Year 1 Children Prepare Questions About Dinosaurs

By | January 16th, 2019|Educational Activities, Main Page, Photos/Schools, Teaching|0 Comments

Dinosaur Questions from Year 1 at Barford Primary

Children in Year 1 at Barford Primary (Ladywood, Birmingham), have embarked on a new term topic.  Under the enthusiastic and expert guidance of their teachers, the children are learning all about dinosaurs, fossils and life in the past.  One of Everything Dinosaur’s dinosaur and fossil experts was dispatched to the school to visit 1G and 1L to help kick-off the dinosaur themed topic in style.

Prior to delivering the two workshops (one workshop for each Year 1 class), our team member was given the chance to discuss learning objectives and outcomes with the class teachers in a spacious and very tidy Year 1 classroom.

The children had been thinking of questions that they would like to know the answer to, a start had been made on one of the classroom display boards and some questions had already been posted up.

Children at Barford Primary School (Year 1) Prepare Questions About Prehistoric Animals and Fossils

Questions about dinosaurs from Year 1 (Barford Primary)

Barford Primary – dinosaur questions.  The two classes of Year 1 children had been preparing questions about dinosaurs and life in the past.

Picture Credit: Everything Dinosaur/Barford Primary

Learning About Fossils

During the workshop, the children were able to handle the same sort of fossils that Mary Anning, the famous fossil hunter from Dorset would have discovered on the beach at Lyme Regis.  Mary Anning makes a fine role model for children in Key Stage 1, as she was not much older when she found the fossilised remains of a huge marine reptile (Ichthyosaur) eroding out of the cliffs close to her home town.
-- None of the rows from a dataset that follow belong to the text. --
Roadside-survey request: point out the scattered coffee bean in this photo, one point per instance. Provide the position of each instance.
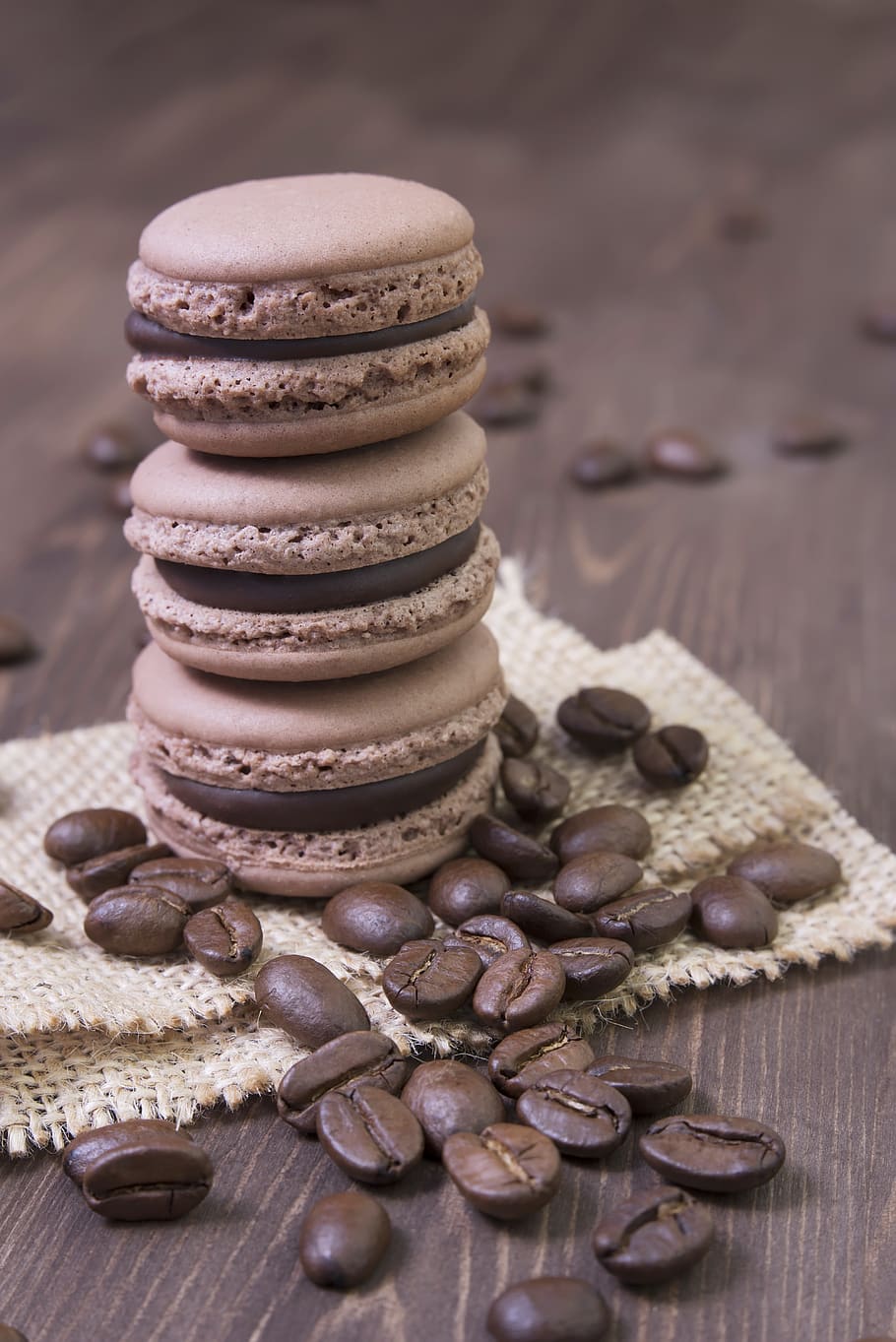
(713, 1153)
(548, 1309)
(650, 1087)
(507, 1171)
(344, 1239)
(519, 855)
(376, 917)
(604, 721)
(733, 913)
(428, 980)
(647, 920)
(654, 1237)
(369, 1133)
(21, 914)
(526, 1056)
(90, 834)
(519, 990)
(788, 871)
(671, 757)
(466, 888)
(581, 1114)
(303, 998)
(536, 791)
(447, 1097)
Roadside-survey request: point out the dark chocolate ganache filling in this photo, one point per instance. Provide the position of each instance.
(149, 337)
(325, 808)
(300, 594)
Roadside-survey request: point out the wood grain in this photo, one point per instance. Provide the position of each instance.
(597, 147)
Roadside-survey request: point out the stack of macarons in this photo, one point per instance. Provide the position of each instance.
(317, 706)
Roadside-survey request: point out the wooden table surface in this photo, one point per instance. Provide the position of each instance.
(599, 148)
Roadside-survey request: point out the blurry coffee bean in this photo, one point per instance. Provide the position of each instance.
(517, 729)
(467, 887)
(344, 1239)
(303, 998)
(548, 1309)
(593, 965)
(489, 935)
(519, 855)
(376, 917)
(585, 883)
(655, 1235)
(603, 830)
(429, 980)
(604, 721)
(671, 757)
(107, 869)
(507, 1171)
(733, 913)
(647, 920)
(369, 1133)
(21, 913)
(788, 871)
(359, 1057)
(200, 882)
(523, 1057)
(713, 1153)
(447, 1097)
(650, 1087)
(137, 921)
(519, 990)
(536, 791)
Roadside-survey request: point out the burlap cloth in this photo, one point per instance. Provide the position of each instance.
(92, 1038)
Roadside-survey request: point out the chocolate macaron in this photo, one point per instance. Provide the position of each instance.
(303, 790)
(306, 314)
(315, 566)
One of the questions asked by the pupils was “how is a fossil made?”  Using simple language and terms our dinosaur expert leading the workshop was able to explain how most fossils are formed and that it is because we have fossils, such as bones, teeth and footprints that palaeontologists have been able to demonstrate that millions of years ago giant reptiles roamed the Earth.  All very helpful with the scheme of work for the Year 1 children as another question asked by a budding, young scientist was “how do we know that dinosaurs existed?”

Fossils Help Scientists to Learn About Life in the Past

A Gorgosaurus on display.

Gorgosaurus fossil display.  Fossils help scientists to learn about life in the past.

Picture Credit: Everything Dinosaur/Manchester University

Populating a Prehistoric Scene

One of the questions that our staff member spotted whilst visiting the Year 1 children (1G and 1L), was “what killed the dinosaurs”?  The children were keen to demonstrate their pre-knowledge and provided very confident answers, in the challenging and engaging scheme of work prepared for the term topic, the question concerning what caused the extinction of the non-avian dinosaurs will be thoroughly researched and explored.  One theory that has been proposed is that a long period of volcanism caused global climate change, this volcanism in conjunction with an extra-terrestrial impact event led to the extinction of around seventy percent of all life on land, including the non-avian dinosaurs.

Volcanic Eruptions Could Have Played a Role in the Extinction of the Dinosaurs

Barford Primary (Year 1) design a prehistoric scene.

Primary school children design their own dinosaur landscape.  Volcanic eruptions could have been a factor in the extinction of the dinosaurs.